Personally, I also feel like you’re getting something for free or on discount when you use a gift card, while plain cash, even gift cash, still feels like it’s costing you money. It can also entice me to buy myself something I would enjoy but normally wouldn’t spend money on (I spend far too much money on anime and video games–a card from Chapters or Suzy Sheir would be much appreciated)
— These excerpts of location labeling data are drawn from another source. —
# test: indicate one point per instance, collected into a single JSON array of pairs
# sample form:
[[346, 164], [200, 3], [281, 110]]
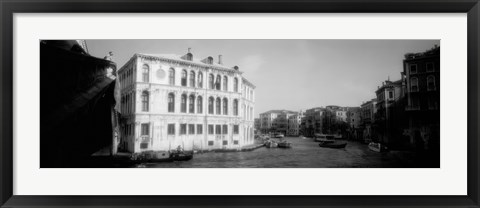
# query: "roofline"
[[188, 62]]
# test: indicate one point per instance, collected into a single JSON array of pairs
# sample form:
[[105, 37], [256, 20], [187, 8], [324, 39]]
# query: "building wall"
[[157, 118]]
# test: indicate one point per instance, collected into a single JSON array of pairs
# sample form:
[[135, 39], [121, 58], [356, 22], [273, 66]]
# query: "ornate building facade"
[[169, 101]]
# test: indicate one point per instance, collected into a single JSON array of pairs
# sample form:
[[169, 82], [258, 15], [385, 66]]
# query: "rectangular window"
[[218, 129], [145, 129], [225, 129], [199, 129], [191, 128], [430, 67], [235, 129], [183, 129], [210, 129], [413, 69], [171, 129]]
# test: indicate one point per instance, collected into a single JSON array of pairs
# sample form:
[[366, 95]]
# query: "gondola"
[[335, 144]]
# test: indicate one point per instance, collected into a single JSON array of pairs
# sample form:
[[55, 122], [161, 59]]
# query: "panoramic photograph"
[[239, 103]]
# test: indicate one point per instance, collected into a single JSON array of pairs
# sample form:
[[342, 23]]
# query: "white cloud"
[[251, 63]]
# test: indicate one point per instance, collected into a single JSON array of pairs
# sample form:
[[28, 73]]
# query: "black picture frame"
[[10, 7]]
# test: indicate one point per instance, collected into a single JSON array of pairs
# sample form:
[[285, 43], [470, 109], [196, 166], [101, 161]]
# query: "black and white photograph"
[[240, 103]]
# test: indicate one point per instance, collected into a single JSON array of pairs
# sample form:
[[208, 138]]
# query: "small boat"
[[324, 138], [284, 144], [334, 144], [377, 147], [161, 156], [270, 144], [278, 135]]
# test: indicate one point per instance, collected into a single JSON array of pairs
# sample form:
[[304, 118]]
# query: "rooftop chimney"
[[220, 59]]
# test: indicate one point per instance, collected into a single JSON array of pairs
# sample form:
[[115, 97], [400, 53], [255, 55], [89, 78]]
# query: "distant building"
[[422, 75], [390, 112], [275, 121], [368, 111], [169, 101]]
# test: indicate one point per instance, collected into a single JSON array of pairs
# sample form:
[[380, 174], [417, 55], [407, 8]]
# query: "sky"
[[290, 74]]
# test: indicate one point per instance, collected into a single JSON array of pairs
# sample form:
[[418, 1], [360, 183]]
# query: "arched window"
[[199, 104], [191, 104], [225, 106], [210, 105], [171, 102], [431, 83], [235, 85], [192, 79], [210, 81], [184, 78], [414, 84], [183, 104], [218, 106], [145, 99], [218, 82], [171, 76], [145, 72], [200, 80], [235, 107], [225, 83]]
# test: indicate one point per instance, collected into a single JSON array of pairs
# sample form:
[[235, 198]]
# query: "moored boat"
[[284, 144], [334, 144], [377, 147], [324, 138]]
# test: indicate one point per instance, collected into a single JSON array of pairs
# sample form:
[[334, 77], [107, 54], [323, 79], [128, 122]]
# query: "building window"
[[192, 79], [145, 129], [413, 69], [235, 84], [145, 99], [414, 84], [145, 72], [199, 129], [171, 102], [171, 76], [210, 129], [235, 129], [211, 81], [225, 106], [218, 82], [210, 105], [183, 104], [235, 107], [183, 129], [225, 83], [184, 78], [191, 104], [199, 104], [430, 67], [171, 129], [200, 80], [218, 106], [191, 129], [225, 129], [431, 83]]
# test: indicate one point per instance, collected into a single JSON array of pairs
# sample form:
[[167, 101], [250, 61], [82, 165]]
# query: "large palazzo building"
[[169, 101]]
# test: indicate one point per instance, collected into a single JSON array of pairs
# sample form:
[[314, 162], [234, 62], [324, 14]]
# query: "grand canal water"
[[305, 153]]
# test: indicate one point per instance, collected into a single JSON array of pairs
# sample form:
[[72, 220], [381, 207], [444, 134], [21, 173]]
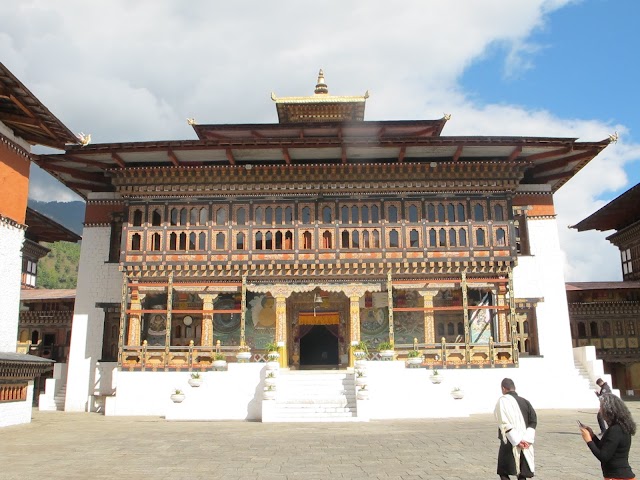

I like getting gift cards and gift certificates (provided the store sells something that I actually want, of course). Being a poor grad student, I usually can’t justify spending my own money on new books / music / clothes that aren’t from the thrift store, so it’s nice to be given a chunk of cash that HAS to be spent on something that’s a luxury rather than a “need.” And it means I get the fun of browsing around the store and deciding what to buy, which is usually reserved for the giver. (Granted, I can see how a gift card wouldn’t be the ideal present for people who genuinely dislike shopping, but I suspect they are in the minority.)
Well put. A gift card is not as tacky as cash, since at least you have to put some thought into what store the person likes.
Like Trunk said, gift cards and cash are really only good for nieces and nephews, especially teenagers, since they usually don’t want anything you’d give them anyway.
That’s so funny, my husband usually says the same thing. I had to check your location to see if you were, in fact, he.
That said, he changed his tune on gift cards after some really atrocious clothing my mother bought him—short-sleeved, sherbert-green, button-down shirt, anyone? Then he saw the value in having a means for people to pick out their own stuff while still picking up the tab.
Last Christmas, he gave me a new wallet, which I really needed. In the wallet were about a half-dozen gift cards to various stores, plus DunkinDollars, so I could buy some coffee in my travels.
It really stretched Christmas out for me, since I could keep buying stuff without really having to pay for it.
Now, mind you, my SO had a near fatal liver disease and has not had a drop of alcohol in 7 years. I drink beer and have not had a shot of liquor in probably 15 years. What in the hell are we supposed to do with this thing?
Oh how I wish my brother would have sent a gift certificate, like the one I am sending him which is good at an entire mall only a few miles from his house.
Hey! If you give them a Wal-Mart gift certificate they can use it to buy groceries or gas anyway! And the gas will be discounted.
I give gift certs to my coworkers as Secret Santa gifts. I only see these people a few days a week, certainly not enough to know what to buy any of them. Last year I picked my boss’ name off the Secret Santa Tree so I got her a Starbucks gift card. And on the way out I got a latté. Everyone’s a winner!